WearSens has been field tested with 30 subjects and a small menu, but he wonders it will be able to detect the thousands of ingredients and foods that make up the human diet. “It’s an interesting study, no doubt, but I want to see how it performs in a larger community,” says electrical engineer Edward Sazonov of the University of Alabama. Sazonov’s team is developing a rival Bluetooth device that uses piezoelectric sensors to measure chew patterns in the jaw, and records a picture diary of what people eat.
However, the WearSens may be destined for a different path, according to Sarrafzadeh and his partners Nabil Alshurafa and Haik Kalantarian. Though shrinking portions and tracking liquids in diet can aid nutrition, the team wants to explore whether WearSens could help other medical conditions.
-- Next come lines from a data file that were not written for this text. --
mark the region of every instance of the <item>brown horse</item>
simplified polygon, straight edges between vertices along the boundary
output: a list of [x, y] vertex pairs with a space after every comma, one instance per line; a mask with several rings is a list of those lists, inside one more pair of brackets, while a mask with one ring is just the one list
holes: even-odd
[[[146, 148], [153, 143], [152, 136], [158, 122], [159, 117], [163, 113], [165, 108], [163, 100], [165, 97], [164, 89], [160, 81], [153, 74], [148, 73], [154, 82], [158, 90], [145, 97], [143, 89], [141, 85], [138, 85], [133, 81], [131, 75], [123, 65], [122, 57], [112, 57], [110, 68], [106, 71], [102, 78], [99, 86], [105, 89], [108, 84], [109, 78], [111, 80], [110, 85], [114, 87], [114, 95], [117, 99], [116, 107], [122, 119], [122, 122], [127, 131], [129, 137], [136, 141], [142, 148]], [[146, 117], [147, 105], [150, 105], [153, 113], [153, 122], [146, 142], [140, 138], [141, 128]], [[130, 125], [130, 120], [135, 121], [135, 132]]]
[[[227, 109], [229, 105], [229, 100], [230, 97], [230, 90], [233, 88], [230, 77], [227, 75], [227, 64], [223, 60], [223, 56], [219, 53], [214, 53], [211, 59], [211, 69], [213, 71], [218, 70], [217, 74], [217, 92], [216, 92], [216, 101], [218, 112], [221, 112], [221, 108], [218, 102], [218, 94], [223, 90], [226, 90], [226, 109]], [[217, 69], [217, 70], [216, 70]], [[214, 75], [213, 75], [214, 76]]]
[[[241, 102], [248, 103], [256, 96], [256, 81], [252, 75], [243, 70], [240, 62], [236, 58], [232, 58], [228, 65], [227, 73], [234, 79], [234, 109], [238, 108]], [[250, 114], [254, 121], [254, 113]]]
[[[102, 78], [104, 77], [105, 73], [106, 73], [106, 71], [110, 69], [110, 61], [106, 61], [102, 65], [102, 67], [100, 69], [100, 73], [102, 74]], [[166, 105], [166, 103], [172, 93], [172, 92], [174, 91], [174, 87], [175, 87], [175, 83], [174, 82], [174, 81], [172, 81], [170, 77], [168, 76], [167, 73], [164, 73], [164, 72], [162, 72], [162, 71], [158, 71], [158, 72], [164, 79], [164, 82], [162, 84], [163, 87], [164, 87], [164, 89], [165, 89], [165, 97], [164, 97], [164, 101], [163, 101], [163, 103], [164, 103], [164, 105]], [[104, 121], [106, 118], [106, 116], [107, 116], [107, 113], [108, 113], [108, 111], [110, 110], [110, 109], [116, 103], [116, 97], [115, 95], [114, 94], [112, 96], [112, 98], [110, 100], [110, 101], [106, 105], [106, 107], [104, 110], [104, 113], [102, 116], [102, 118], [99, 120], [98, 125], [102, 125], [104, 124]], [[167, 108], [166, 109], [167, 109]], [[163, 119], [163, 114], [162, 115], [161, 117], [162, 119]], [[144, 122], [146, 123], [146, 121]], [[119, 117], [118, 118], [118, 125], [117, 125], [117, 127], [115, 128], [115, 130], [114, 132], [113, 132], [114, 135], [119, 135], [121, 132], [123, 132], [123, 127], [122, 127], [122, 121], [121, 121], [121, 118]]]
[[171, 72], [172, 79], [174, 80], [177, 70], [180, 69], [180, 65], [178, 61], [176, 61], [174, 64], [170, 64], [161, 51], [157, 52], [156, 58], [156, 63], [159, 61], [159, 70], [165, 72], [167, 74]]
The team has preliminary (unpublished) evidence that WearSens can detect when a person swallows a pill or smokes cigarettes. So the device might assist a patient who wants to adhere to a medicine schedule or a smoker that wants to quit. It could even send alerts to a family member or a doctor to catch slip-ups or cheaters.
The team is also planning a project with a UCLA lung transplant surgeon that will use the necklace to remotely measure the breathing patterns of those who receive transplants. Abnormal breathing could signal that a recipient’s body is rejecting the organ long before a patient has to visits the emergency room.